Loss behavior – verify training loss decreases and doesn’t diverge.
Runtime estimate – get a rough sense of training time on small data.
Memory estimate – check approximate memory use.
Save & reload – ensure model saves, reloads, and infers without errors.

Skipping these can lead to: silent data bugs, runtime blowups at scale, inefficient experiments, or broken model artifacts.

Download data into notebook environment

Sometimes it’s helpful to keep a copy of data in your notebook VM for quick iteration, even though GCS is the preferred storage location.

PYTHON

from google.cloud import storage

client = storage.Client()
bucket = client.bucket(BUCKET_NAME)

blob = bucket.blob("titanic_train.csv")
blob.download_to_filename("titanic_train.csv")

print("Downloaded titanic_train.csv")

Repeat for the test dataset as needed.

Logging runtime & instance info

When comparing runtimes later, it’s useful to know what instance type you ran on. For Workbench:

PYTHON

!cat /sys/class/dmi/id/product_name

This prints the machine type backing your notebook.

Local test run of train.py

PYTHON

import time as t

start = t.time()

# Example: run your custom training script with args
!python GCP_helpers/train_xgboost.py --max_depth 3 --eta 0.1 --subsample 0.8 --colsample_bytree 0.8 --num_round 100 --train titanic_train.csv

print(f"Total local runtime: {t.time() - start:.2f} seconds")

Training on this small dataset should take <1 minute. Log runtime as a baseline.

Training via Vertex AI custom training job

Unlike “local” training, this launches a managed training job that runs on scalable compute. Vertex AI handles provisioning, scaling, logging, and saving outputs to GCS.

Which machine type to start with?

Start with a small CPU machine like n1-standard-4. Only scale up to GPUs/TPUs once you’ve verified your script. See Instances for ML on GCP for guidance.

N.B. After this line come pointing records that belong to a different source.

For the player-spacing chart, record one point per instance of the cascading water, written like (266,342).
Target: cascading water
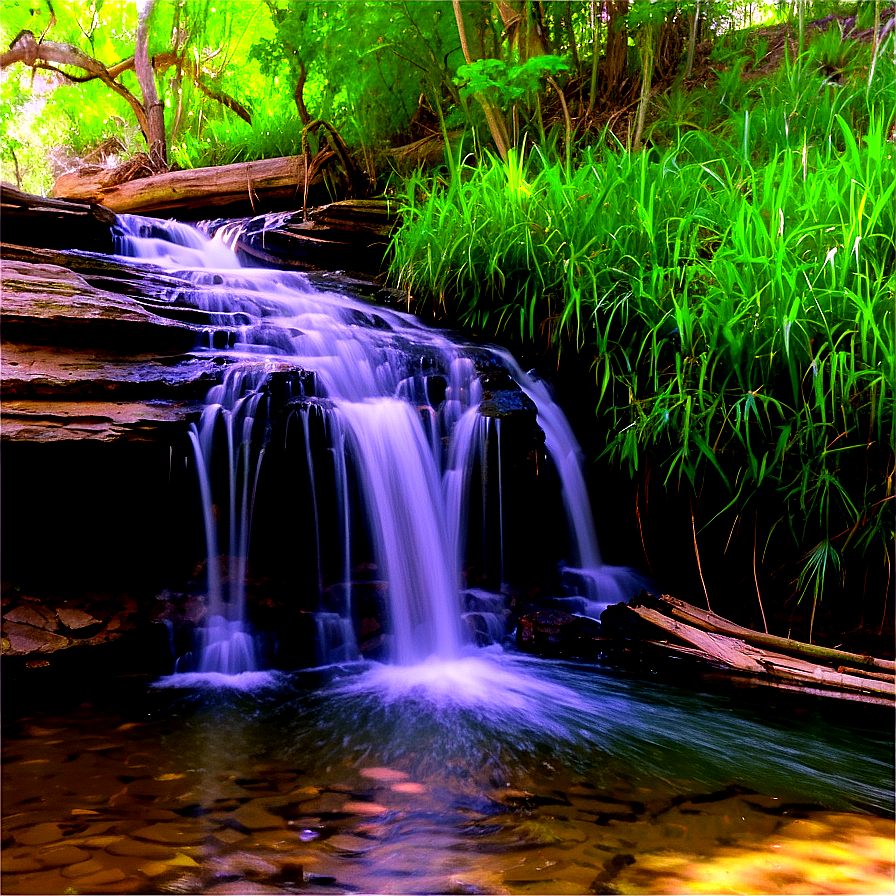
(398,408)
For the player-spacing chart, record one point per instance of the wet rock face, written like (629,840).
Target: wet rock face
(83,362)
(32,625)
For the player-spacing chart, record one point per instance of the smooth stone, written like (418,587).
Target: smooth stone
(245,864)
(136,849)
(161,815)
(75,619)
(242,888)
(257,818)
(62,856)
(90,866)
(384,774)
(408,787)
(349,843)
(276,842)
(155,869)
(170,834)
(39,835)
(358,807)
(229,836)
(14,863)
(27,639)
(101,879)
(147,787)
(39,617)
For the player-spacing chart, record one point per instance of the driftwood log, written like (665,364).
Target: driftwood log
(681,628)
(256,184)
(53,223)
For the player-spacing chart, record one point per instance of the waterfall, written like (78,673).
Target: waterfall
(396,405)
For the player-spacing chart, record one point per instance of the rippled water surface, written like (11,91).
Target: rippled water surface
(489,774)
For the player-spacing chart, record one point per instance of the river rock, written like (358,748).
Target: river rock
(34,615)
(138,849)
(38,221)
(59,857)
(75,619)
(24,639)
(170,834)
(19,861)
(548,632)
(39,834)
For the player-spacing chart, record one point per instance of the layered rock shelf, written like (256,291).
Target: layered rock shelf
(82,362)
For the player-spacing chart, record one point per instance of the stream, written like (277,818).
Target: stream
(443,761)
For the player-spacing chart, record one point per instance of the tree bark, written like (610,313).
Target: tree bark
(184,189)
(155,113)
(26,49)
(646,77)
(692,43)
(493,117)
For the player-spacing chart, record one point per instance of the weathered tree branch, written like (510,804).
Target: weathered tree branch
(146,77)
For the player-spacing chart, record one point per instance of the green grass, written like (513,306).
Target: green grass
(735,289)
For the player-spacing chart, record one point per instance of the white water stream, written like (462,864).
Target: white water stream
(412,456)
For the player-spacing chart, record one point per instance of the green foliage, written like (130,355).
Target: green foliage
(508,84)
(737,299)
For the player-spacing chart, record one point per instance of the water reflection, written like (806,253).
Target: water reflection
(499,773)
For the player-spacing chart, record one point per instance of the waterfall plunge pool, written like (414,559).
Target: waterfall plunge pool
(489,773)
(452,769)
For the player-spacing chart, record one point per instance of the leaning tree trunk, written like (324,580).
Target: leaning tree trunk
(493,115)
(646,77)
(692,41)
(155,113)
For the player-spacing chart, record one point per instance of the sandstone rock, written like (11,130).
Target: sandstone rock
(19,861)
(34,615)
(171,834)
(59,857)
(39,834)
(25,639)
(75,619)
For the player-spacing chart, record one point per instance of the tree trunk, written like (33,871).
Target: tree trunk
(493,116)
(155,114)
(692,42)
(616,55)
(646,77)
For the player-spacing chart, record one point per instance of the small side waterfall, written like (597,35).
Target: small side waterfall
(379,423)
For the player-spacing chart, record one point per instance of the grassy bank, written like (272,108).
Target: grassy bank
(733,286)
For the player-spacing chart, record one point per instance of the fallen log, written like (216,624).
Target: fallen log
(718,624)
(55,223)
(759,664)
(252,182)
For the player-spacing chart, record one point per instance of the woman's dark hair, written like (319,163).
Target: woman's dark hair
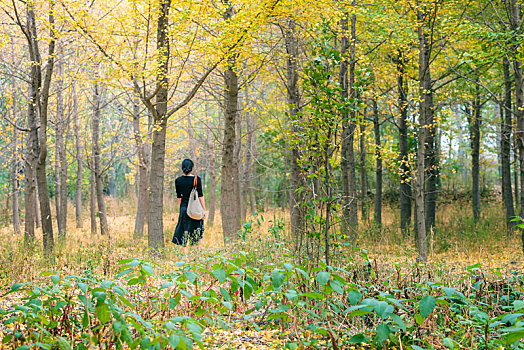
(187,166)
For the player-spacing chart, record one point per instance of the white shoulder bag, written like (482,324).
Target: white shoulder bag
(194,207)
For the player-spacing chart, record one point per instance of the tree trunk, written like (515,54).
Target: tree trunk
(474,131)
(211,205)
(363,175)
(248,173)
(230,200)
(378,165)
(104,229)
(155,226)
(38,214)
(60,157)
(505,146)
(405,171)
(349,181)
(92,199)
(143,151)
(241,165)
(79,163)
(37,118)
(293,100)
(515,25)
(425,117)
(15,176)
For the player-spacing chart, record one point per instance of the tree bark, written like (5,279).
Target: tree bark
(211,205)
(230,199)
(15,176)
(101,213)
(250,144)
(155,226)
(474,119)
(515,26)
(505,146)
(60,156)
(41,90)
(378,165)
(425,117)
(293,100)
(92,199)
(143,150)
(79,162)
(363,175)
(405,171)
(349,182)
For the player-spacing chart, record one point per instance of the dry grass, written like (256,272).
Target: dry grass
(457,242)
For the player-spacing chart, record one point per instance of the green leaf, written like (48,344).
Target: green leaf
(448,343)
(358,339)
(191,276)
(354,297)
(220,275)
(63,344)
(518,304)
(173,341)
(16,286)
(225,294)
(427,305)
(337,286)
(514,336)
(277,278)
(382,333)
(323,277)
(103,313)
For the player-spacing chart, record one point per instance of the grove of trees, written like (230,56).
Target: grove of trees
(326,109)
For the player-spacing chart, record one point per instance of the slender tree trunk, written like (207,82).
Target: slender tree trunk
(38,213)
(474,130)
(248,173)
(505,146)
(143,170)
(104,229)
(79,163)
(363,174)
(191,137)
(293,100)
(211,205)
(15,177)
(155,226)
(60,157)
(405,171)
(92,199)
(241,165)
(378,165)
(424,123)
(39,97)
(349,182)
(516,25)
(230,200)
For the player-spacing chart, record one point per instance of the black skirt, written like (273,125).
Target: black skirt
(187,228)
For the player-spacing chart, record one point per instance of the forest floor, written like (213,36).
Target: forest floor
(459,247)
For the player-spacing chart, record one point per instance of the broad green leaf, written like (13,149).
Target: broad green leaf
(382,333)
(220,275)
(62,344)
(103,313)
(427,305)
(323,277)
(354,297)
(277,278)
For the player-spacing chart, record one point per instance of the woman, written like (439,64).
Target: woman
(187,227)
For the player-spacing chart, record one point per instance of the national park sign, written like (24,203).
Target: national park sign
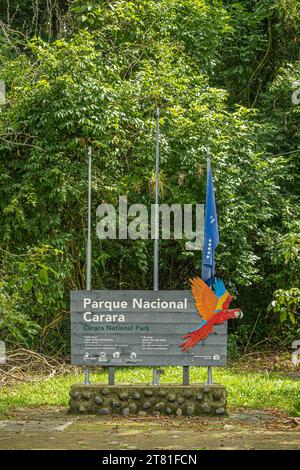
(141,328)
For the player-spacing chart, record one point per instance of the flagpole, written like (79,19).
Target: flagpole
(88,243)
(209,368)
(156,232)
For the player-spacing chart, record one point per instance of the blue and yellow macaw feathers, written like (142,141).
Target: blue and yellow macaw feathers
(205,299)
(208,302)
(218,287)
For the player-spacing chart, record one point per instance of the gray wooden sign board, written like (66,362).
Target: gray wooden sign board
(140,328)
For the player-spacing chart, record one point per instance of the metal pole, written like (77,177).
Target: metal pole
(186,375)
(156,236)
(111,376)
(209,375)
(88,244)
(156,233)
(209,368)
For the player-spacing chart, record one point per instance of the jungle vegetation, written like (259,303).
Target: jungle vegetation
(81,73)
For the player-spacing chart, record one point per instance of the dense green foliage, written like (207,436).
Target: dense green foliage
(93,72)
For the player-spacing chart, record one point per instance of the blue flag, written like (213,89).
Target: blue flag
(211,230)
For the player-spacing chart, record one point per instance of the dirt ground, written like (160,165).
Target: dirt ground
(53,428)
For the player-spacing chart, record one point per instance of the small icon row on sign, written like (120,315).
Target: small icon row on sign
(102,356)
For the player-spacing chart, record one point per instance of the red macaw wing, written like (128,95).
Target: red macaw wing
(205,299)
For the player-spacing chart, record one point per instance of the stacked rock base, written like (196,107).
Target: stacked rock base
(148,400)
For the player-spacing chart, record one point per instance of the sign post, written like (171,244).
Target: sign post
(156,233)
(88,243)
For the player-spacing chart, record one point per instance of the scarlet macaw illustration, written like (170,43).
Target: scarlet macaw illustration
(212,306)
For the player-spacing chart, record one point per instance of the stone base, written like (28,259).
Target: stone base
(148,400)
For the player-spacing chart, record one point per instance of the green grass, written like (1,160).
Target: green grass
(245,389)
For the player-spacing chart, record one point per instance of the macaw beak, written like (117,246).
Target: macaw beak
(238,314)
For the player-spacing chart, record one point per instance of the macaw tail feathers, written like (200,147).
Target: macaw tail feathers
(194,337)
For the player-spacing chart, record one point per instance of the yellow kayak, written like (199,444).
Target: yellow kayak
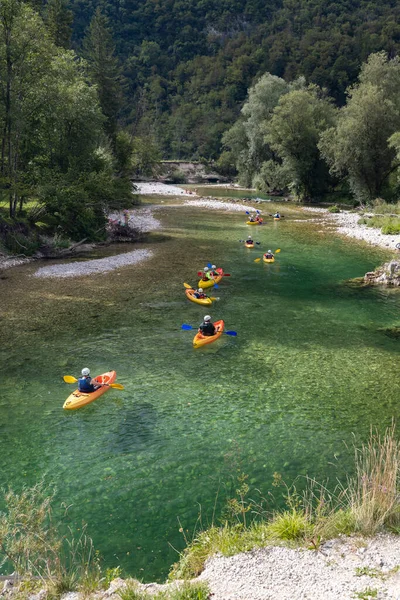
(201,340)
(211,282)
(78,399)
(203,301)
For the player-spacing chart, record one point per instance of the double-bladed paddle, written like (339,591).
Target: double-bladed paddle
(189,287)
(70,379)
(189,328)
(276,252)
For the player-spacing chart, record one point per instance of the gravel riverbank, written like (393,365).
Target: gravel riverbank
(346,223)
(341,569)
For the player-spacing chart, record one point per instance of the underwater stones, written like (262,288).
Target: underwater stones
(388,274)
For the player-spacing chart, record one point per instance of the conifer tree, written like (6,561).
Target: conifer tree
(58,18)
(99,51)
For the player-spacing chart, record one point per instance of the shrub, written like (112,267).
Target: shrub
(290,525)
(177,176)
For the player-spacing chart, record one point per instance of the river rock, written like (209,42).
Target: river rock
(387,274)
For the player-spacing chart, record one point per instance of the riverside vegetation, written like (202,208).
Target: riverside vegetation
(367,503)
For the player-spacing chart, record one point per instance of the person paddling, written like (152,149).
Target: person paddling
(206,274)
(207,327)
(85,384)
(199,294)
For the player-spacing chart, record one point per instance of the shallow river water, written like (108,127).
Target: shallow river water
(310,370)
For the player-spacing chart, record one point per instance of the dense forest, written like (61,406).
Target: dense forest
(93,92)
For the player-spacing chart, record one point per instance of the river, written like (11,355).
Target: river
(309,372)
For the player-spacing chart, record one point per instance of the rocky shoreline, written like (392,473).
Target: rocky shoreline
(346,223)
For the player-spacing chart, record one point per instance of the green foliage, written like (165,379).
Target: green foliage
(290,525)
(298,121)
(110,575)
(184,591)
(358,147)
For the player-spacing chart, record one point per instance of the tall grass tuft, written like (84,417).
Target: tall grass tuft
(372,495)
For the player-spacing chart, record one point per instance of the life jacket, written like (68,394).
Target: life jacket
(85,385)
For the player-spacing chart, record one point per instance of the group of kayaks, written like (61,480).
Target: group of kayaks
(78,399)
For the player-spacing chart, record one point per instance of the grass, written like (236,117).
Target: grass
(185,591)
(367,593)
(367,503)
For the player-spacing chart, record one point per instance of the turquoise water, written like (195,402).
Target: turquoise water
(309,370)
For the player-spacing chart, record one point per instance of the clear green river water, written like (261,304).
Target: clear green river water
(310,370)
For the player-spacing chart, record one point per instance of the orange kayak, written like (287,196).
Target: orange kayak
(203,301)
(78,399)
(211,282)
(202,340)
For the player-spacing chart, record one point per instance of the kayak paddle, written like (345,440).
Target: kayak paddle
(70,379)
(189,328)
(199,274)
(189,287)
(276,252)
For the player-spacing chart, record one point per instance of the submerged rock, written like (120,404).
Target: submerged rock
(387,274)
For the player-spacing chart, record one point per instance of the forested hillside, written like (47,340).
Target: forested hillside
(187,64)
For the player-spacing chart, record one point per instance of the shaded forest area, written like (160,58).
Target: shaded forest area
(187,65)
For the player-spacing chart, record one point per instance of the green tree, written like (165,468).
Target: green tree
(25,58)
(294,132)
(58,18)
(358,147)
(104,71)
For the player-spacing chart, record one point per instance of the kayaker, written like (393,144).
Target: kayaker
(85,384)
(206,275)
(213,272)
(207,327)
(199,294)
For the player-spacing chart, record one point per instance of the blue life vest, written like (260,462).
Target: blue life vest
(85,385)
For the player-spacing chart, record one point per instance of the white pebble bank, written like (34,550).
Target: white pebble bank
(99,265)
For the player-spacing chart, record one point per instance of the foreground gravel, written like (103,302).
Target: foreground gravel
(99,265)
(341,569)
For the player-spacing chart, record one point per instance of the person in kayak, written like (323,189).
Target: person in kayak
(206,274)
(213,272)
(207,328)
(85,384)
(199,294)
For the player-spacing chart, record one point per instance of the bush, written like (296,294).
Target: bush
(177,176)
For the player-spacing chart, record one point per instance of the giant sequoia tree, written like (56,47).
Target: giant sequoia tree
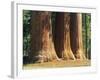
(42,46)
(76,35)
(62,36)
(64,42)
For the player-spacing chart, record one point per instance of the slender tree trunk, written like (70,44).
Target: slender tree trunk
(62,36)
(42,47)
(76,35)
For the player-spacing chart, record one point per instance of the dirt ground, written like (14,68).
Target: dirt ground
(58,64)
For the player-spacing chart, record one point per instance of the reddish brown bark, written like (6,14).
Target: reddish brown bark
(62,36)
(76,35)
(42,47)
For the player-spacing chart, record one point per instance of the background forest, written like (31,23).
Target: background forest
(86,33)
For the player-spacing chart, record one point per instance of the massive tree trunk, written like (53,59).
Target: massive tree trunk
(62,36)
(76,35)
(42,46)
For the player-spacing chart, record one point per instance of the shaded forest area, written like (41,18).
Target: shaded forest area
(55,35)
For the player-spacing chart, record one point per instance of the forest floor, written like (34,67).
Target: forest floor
(58,64)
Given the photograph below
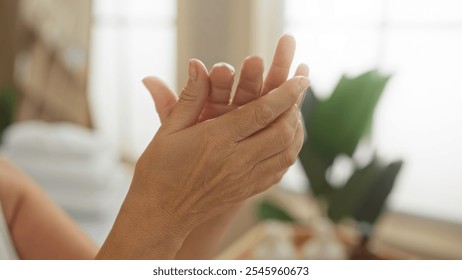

Creating a custom training job with the SDK

PYTHON

from google.cloud import aiplatform

job = aiplatform.CustomJob(
    display_name="xgboost-train",
    script_path="GCP_helpers/train_xgboost.py",
    container_uri="us-docker.pkg.dev/vertex-ai/training/xgboost-cpu.1-5:latest",
    requirements=["pandas", "scikit-learn", "joblib"],
    args=[
        "--max_depth=3",
        "--eta=0.1",
        "--subsample=0.8",
        "--colsample_bytree=0.8",
        "--num_round=100",
        "--train=gs://{}/titanic_train.csv".format(BUCKET_NAME),
    ],
    model_serving_container_image_uri="us-docker.pkg.dev/vertex-ai/prediction/xgboost-cpu.1-5:latest",
)

# Run the training job
model = job.run(replica_count=1, machine_type="n1-standard-4")

This launches a managed training job with Vertex AI. Logs and trained models are automatically stored in your GCS bucket.

Monitoring training jobs in the Console

Go to the Google Cloud Console.
Navigate to Vertex AI > Training > Custom Jobs.
Click on your job name to see status, logs, and output model artifacts.
Cancel jobs from the console if needed (be careful not to stop jobs you don’t own in shared projects).

When training takes too long

Two main options in Vertex AI:

Option 1: Upgrade to more powerful machine types (e.g., add GPUs like T4, V100, A100).
Option 2: Use distributed training with multiple replicas.

Option 1: Upgrade machine type (preferred first step)

Works best for small/medium datasets (<10 GB).
Avoids the coordination overhead of distributed training.
GPUs/TPUs accelerate deep learning tasks significantly.

Option 2: Distributed training with multiple replicas

Supported in Vertex AI for many frameworks.
Split data across replicas, each trains a portion, gradients synchronized.
More beneficial for very large datasets and long-running jobs.

When distributed training makes sense

Dataset >10–50 GB.
Training time >10 hours on single machine.
Deep learning workloads that naturally parallelize across GPUs/TPUs.

Key Points

Environment initialization: Use aiplatform.init() to set defaults for project, region, and bucket.
Local vs managed training: Test locally before scaling into managed jobs.
Custom jobs: Vertex AI lets you run scripts as managed training jobs using pre-built or custom containers.
Scaling: Start small, then scale up to GPUs or distributed jobs as dataset/model size grows.
Monitoring: Track job logs and artifacts in the Vertex AI Console.